Quotes
Paul Kennedy presents a broad overview of the idea of world domination beginning in the sixteenth century. Once the concept of the globe was established, the leaders of many nations began competing to dominate world regions and, ultimately, the entire world. That competition became a driving force in politics and economics. Inevitably, some powers would rise as others fell. One interesting aspect of Kennedy’s study is the period when it was written. As the subtitle indicates, Kennedy made projections through 2000, but they could not be much more than speculations. Although he understood that the Cold War was in many ways winding down in the late 1980s, the collapse of the Soviet Union was far from a certainty in 1987, when his work was published.
Kennedy’s idea of a “great power” is based in a combination of military and economic success within a nation that enable it to exercise considerable influence over much of the world. These related aspects need not be contemporary.

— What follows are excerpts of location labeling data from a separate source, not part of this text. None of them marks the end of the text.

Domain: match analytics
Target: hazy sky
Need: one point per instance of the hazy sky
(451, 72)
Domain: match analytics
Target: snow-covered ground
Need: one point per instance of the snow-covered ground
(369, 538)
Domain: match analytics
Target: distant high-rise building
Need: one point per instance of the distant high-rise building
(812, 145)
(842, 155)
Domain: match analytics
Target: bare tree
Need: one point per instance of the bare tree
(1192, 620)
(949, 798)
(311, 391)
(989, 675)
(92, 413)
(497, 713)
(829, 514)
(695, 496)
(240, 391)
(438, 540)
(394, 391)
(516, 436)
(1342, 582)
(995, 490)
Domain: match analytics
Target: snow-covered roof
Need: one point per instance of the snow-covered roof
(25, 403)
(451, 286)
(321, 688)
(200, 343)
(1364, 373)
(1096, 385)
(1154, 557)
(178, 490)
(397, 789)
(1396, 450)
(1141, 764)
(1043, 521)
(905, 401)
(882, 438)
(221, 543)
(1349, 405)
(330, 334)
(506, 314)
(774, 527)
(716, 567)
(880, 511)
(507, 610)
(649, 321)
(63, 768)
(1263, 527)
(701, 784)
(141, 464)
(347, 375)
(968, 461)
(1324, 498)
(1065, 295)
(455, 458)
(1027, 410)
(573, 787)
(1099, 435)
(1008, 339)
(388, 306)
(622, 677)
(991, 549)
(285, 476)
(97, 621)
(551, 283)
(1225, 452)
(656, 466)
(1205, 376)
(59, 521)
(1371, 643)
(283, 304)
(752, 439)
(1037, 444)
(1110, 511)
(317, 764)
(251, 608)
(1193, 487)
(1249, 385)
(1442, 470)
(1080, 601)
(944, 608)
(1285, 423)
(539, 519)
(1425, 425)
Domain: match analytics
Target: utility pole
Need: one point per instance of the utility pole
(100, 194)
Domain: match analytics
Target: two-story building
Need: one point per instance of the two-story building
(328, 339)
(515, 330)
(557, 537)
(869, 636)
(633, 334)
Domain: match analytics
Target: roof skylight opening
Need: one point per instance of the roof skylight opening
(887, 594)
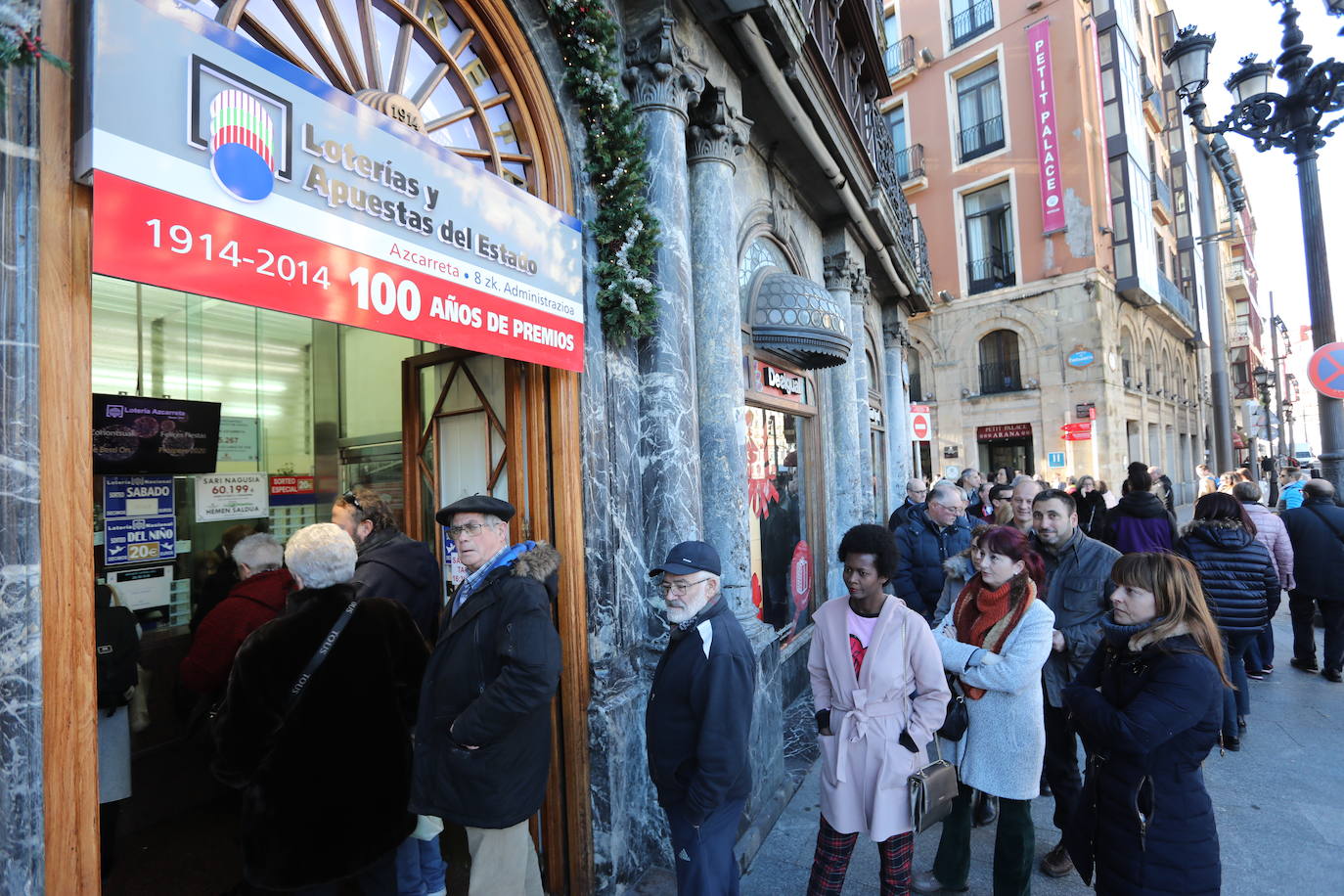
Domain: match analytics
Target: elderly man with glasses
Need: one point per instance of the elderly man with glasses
(697, 722)
(934, 533)
(482, 747)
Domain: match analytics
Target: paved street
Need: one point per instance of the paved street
(1278, 802)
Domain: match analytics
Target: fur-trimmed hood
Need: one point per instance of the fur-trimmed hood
(539, 563)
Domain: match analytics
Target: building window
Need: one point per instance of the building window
(980, 113)
(1000, 367)
(989, 240)
(969, 19)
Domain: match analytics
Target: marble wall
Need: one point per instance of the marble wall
(21, 596)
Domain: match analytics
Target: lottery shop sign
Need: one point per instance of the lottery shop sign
(248, 180)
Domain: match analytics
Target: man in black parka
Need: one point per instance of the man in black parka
(482, 744)
(390, 564)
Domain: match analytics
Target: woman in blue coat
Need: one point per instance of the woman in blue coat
(1239, 582)
(1148, 707)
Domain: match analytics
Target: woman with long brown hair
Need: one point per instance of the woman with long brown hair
(995, 641)
(1149, 708)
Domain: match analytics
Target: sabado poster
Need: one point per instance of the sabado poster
(225, 171)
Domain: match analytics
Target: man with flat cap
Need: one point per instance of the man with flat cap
(482, 743)
(697, 720)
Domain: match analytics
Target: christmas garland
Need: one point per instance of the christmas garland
(625, 230)
(19, 42)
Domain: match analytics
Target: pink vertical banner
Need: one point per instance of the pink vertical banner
(1048, 143)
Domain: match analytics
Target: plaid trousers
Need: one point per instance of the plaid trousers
(830, 861)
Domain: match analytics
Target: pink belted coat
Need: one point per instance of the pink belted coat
(863, 765)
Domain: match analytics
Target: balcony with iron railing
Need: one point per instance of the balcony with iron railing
(910, 162)
(998, 378)
(981, 139)
(901, 57)
(973, 22)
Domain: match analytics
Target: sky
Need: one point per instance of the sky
(1251, 25)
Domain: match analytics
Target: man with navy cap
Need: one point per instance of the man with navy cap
(697, 722)
(482, 744)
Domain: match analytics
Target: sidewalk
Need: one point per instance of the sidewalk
(1278, 805)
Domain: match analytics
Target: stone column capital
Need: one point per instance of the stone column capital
(843, 272)
(658, 71)
(717, 132)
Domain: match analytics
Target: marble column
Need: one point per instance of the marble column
(21, 597)
(664, 83)
(858, 367)
(847, 504)
(897, 399)
(718, 135)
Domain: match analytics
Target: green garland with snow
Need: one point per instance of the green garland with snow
(19, 42)
(625, 230)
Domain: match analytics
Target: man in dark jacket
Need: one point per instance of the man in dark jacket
(916, 493)
(326, 773)
(697, 722)
(926, 542)
(1316, 529)
(482, 749)
(250, 605)
(1077, 591)
(391, 564)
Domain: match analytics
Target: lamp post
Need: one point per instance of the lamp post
(1289, 121)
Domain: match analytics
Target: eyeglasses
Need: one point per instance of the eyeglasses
(467, 528)
(679, 587)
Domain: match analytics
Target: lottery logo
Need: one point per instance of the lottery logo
(243, 146)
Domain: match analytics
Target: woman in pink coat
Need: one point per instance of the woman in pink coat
(870, 653)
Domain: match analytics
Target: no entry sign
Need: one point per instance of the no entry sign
(1325, 370)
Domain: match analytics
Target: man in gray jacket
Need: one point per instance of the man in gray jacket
(1077, 590)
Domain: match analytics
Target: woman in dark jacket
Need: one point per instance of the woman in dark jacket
(1092, 507)
(1239, 580)
(1148, 707)
(1140, 522)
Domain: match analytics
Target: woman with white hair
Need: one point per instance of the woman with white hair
(334, 680)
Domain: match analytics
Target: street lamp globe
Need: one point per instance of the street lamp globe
(1251, 81)
(1188, 60)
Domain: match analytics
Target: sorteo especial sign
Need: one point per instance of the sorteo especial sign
(225, 171)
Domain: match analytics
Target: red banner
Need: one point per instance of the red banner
(155, 237)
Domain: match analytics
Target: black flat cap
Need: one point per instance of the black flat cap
(476, 504)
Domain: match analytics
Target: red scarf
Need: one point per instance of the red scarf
(985, 617)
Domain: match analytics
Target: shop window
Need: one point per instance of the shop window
(1000, 366)
(780, 469)
(989, 240)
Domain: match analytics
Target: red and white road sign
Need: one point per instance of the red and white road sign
(1325, 370)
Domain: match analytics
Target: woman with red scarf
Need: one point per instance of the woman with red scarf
(995, 641)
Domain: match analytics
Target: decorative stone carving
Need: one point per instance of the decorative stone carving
(658, 71)
(717, 132)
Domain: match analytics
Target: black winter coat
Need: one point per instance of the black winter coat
(489, 686)
(398, 567)
(1312, 539)
(1235, 572)
(699, 716)
(1143, 820)
(324, 788)
(923, 550)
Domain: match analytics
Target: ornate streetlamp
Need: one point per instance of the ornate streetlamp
(1289, 121)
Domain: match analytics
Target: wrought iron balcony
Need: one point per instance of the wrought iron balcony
(976, 21)
(910, 162)
(1000, 377)
(995, 270)
(901, 55)
(980, 139)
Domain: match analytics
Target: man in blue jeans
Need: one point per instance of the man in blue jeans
(697, 722)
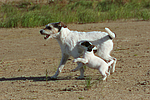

[T]he historical record suggests that there is a very clear connection in the long run between an individual Great Power’s economic rise and fall and its growth and decline as an important military power (or world empire). This . . . is hardly surprising since it flows from two related facts. The first is that economic resources are necessary to support a large-scale military establishment. The second is that, so far as the international system is concerned, both wealth and power are always relative . . .
This does not mean, however, that a nation’s relative economic and military power will rise and fall in parallel . . . there is a noticeable “lag time” between the trajectory of a state’s relative economic strength and the trajectory of its military/territorial influence.
The author begins by reviewing the political, economic, and military developments in various parts of the world prior to and contemporary with accelerated European expansion from the late fifteenth century onward. One aspect to which Kennedy pays considerable attention is the role of religion in promoting expansion and domination, especially in the case of Islam. Over a millennium, as Islam became the state religion of numerous states, it was extended along with those states’ political domination. A notable case is the Mughal expansion through central Asia into the South Asian subcontinent under Akbar (1556–1605) and those who followed, even as there was similar growth in other continents.
Akbar . . . carved out a northern Indian empire stretching from Baluchistan in the west through Bengal in the east. Throughout the seventeenth century, Akbar’s successors pushed farther south against the Hindu Marathas . . . To these secular signs of Muslim growth must be added the vast increase in numbers of the faithful in Africa and the Indies, against which proselytization by Christian missions paled in comparison . . .
By the late nineteenth century, Kennedy notes, control over much of the world had been split up among a handful of European nations, with independence or self-rule becoming increasingly rare. Their attitudes toward imperial domination were encapsulated in the 1884 Berlin conference, which largely excluded the United States and Russia, and sought to reaffirm the dominance of European countries in Africa. The seeds of the dissolution of that position were already in place.
The center of affairs . . . was the triangular relationship among London, Paris, and Berlin . . . The fate of the planet still appeared to rest where it had seemed to rest for the preceding century or more: in the chancelleries of Europe . . . [Even in regard to Asia,] Russian general Dragirimov would declare that “Far Eastern affairs are decided in Europe.”
While it is obvious that no one in 1885 could accurately forecast the ruin and desolation which prevailed in Europe sixty years later, it was the case that many acute observers sensed the direction in which they dynamics of world power were driving.